Every work of literature contains a stated or implied general message about life and the world. These truth statements about how the world works, or at least how the narrator has observed it to function, are usually debatable, but they're not necessarily revelations: If they were, they might not resonate with readers. For example, the theme of absolute power corrupting absolutely appears in a range of works from "Macbeth" to "Animal Farm," the difference existing in the settings and characters -- kings and barnyard animals, respectively. Stories that contain unbelievable or unrealistic statements about human nature -- say, that people aren't greedy for power -- are unconvincing. Without at least one seemingly truthful theme, a work of literature falls short.

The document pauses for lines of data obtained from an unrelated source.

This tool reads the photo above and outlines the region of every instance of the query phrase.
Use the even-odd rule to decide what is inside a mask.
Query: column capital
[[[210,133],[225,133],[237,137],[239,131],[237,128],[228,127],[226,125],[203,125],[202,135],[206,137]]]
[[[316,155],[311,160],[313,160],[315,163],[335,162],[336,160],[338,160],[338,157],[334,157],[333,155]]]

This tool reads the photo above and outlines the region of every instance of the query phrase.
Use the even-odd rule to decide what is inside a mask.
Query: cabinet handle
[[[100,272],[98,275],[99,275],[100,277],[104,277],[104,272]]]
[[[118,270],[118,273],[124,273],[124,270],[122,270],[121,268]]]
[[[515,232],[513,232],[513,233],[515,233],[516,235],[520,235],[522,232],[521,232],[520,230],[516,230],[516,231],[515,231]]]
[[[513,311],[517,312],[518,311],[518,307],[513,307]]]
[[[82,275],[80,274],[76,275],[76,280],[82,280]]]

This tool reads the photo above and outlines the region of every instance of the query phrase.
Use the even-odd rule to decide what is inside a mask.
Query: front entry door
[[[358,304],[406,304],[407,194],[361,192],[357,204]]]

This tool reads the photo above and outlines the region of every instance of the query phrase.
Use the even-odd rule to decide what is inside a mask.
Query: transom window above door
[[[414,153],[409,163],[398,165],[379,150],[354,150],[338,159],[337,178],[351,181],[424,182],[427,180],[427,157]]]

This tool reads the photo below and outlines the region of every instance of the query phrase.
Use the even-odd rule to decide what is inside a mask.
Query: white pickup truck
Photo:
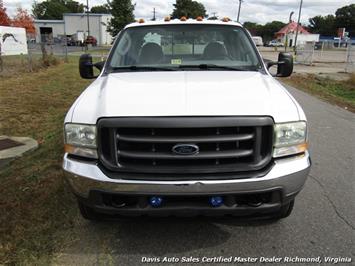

A moral position lurks within every story, regardless of whether the narrative actually promotes a moral solution. The story may illustrate a problem with the world while going no further to offer a solution or suggesting what people should do about it. Questions about right and wrong and how our consciences move or fail to move us have a place in every story, whether direct or implied. "Jude the Obscure," by Thomas Hardy, depicts the devastating effects of a stifling marriage and implies that the cause of many failed marriages is the institution of marriage itself. The author's suggestion that marriage should be revamped is a controversial solution to an acknowledged problem. The problem is the theme; the solution is the moral message.
An author's choice of literary and stylistic elements -- such as plot, character, narrative style and symbolism -- affect the development of theme, and theme functions to unify them all into a coherent presentation. English professor Linda Lovell from Northwest Arkansas Community College describes theme as the "thesis" of a fictional work. As in a formal essay that makes an overall statement and then proceeds to prove its argument through examples, a theme in fiction functions similarly, only it uses character, plot and other literary elements to make its case.
Themes are important, but when you're reading a story or poem, you may not be cognizant of them and how they play on your emotions or influence your perspective of the subject matter. To identify the theme of the story or poem you are reading, consider what insights the theme offers about the world that could apply universally to anyone or any situation outside of the text. If you are writing your own story, develop your theme by organizing the events in the plot, the flow of narration or the feelings and thoughts of the character around a subtle moral issue. Literary works can contain multiple themes; usually, however, one functions more prominently and they all need to work together in a believable way to incite appreciation or sympathy in a reader.